Yes, ChatGPT, Claude, others, ’hallucinate’. Yes, they ’lie’. Yes, they’re just spitting out the statistically most relevant sequence of words – from the multi-dimensional region your own sequence of words happened to activate.
Still, they are more often than not very useful – far beyond merely ’generating’ text.
Also, they are, at the same time, familiar and very unfamiliar. We’re chatting with a completely new kind of entity, which appears human-like. But we can’t really tell when it responds with something incorrect and possibly misleading.
’ChatGPT can make errors. Check important info.’
An LLM might respond entirely correctly, because there was plenty of text about what you prompted it about – and your choice of words successfully activated the right multi-dimensional region – so the statistically relevant sequence of words you got back were something you could rely on.
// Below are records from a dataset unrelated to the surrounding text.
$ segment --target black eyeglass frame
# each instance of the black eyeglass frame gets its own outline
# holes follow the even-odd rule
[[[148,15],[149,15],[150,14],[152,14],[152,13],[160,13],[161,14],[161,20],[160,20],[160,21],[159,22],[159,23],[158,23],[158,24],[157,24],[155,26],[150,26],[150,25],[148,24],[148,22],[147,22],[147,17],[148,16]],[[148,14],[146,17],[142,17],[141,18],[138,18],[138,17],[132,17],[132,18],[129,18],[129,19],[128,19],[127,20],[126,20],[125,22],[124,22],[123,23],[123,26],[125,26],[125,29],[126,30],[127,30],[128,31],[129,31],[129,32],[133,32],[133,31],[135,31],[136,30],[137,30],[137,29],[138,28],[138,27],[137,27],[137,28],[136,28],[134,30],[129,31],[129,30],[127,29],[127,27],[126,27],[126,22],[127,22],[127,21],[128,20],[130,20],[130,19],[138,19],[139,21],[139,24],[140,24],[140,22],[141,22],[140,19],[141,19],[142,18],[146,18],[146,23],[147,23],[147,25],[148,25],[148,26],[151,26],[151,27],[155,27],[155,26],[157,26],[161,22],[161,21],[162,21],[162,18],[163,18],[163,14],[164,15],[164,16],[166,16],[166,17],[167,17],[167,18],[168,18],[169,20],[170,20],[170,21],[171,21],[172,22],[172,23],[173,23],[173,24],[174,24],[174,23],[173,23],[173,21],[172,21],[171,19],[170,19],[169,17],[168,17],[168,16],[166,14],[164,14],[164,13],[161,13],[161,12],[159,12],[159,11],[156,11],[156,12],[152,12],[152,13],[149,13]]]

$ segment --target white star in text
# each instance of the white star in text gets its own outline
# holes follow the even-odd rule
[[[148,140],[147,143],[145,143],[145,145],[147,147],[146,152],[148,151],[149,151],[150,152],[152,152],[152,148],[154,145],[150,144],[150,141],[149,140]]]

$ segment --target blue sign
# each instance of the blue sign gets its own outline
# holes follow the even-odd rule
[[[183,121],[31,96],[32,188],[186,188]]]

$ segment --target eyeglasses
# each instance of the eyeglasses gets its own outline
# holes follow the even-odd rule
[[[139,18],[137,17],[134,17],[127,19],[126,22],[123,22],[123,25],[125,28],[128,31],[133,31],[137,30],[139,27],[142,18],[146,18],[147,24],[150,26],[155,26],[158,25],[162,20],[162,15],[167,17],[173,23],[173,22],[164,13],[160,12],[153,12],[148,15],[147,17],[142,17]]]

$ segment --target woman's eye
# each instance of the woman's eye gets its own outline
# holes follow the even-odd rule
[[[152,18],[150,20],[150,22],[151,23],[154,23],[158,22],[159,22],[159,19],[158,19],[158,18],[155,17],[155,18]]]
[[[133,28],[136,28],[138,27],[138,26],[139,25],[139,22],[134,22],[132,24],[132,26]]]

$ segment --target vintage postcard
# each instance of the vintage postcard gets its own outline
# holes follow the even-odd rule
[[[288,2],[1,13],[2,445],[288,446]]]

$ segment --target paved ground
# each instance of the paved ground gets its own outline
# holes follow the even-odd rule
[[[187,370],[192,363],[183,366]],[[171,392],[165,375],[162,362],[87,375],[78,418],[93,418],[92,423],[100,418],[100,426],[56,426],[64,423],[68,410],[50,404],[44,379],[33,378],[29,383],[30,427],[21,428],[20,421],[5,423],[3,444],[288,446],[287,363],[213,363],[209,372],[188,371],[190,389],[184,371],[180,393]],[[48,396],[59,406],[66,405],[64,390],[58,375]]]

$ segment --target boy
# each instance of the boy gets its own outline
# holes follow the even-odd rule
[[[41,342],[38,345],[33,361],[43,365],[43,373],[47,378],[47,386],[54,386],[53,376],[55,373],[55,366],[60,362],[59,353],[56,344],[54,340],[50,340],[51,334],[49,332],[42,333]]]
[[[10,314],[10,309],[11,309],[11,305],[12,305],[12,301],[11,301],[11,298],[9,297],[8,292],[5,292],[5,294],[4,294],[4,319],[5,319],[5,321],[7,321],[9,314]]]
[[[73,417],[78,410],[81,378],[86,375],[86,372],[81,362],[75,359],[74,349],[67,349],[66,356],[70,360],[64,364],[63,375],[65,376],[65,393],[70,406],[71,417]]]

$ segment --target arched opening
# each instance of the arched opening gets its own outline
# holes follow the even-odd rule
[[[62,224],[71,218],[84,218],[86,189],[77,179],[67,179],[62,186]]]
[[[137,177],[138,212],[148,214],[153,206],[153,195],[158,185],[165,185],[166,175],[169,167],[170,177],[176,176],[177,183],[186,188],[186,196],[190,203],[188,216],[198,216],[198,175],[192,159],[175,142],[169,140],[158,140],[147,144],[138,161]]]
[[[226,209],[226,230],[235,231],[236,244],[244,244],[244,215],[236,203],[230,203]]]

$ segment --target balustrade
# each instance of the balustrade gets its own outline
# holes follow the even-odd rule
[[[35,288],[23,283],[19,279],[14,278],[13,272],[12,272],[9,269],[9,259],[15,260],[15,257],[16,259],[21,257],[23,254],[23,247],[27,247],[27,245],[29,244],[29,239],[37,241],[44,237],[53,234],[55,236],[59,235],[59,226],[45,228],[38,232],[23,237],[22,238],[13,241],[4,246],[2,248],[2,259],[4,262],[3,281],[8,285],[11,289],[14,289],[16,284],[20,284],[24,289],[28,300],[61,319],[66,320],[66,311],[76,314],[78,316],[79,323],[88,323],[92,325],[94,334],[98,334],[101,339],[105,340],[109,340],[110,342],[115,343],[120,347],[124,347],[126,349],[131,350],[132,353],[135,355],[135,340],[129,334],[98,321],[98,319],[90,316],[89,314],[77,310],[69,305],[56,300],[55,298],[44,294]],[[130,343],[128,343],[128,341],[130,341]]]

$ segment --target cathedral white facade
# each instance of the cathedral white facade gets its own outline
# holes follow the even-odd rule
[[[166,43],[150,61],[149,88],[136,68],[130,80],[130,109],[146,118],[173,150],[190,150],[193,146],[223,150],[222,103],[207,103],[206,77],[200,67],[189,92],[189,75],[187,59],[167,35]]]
(It might also have been the case that you asked the LLM about something for which a lot of human effort had been spent in post-training, to improve the quality of responses – likely because there were leaderboards ranking LLMs for inferences about those things.)
But the LLM might respond inaccurately not just due to the lack of training data (or post-training efforts). It could have been your choice of words. It could have been that you went on a tangent on something earlier in the chat session, that steered the LLM into another multi-dimensional region, where another (equally) statistically relevant sequence of words were fed back to you.
When ChatGPT, Claude, others, respond inaccurately – you can often not tell. The LLM itself can’t tell. What it does is to return text. It will always do so. And it will always feel as familiar as when they respond accurately.
Have LLMs gotten better in this regard? Yes. Will they continue to get better? I would think so. But even with GPT-5 – our newest frontier model – this still happens. Will we ever get models where we can trust all responses all the time? We’ll see.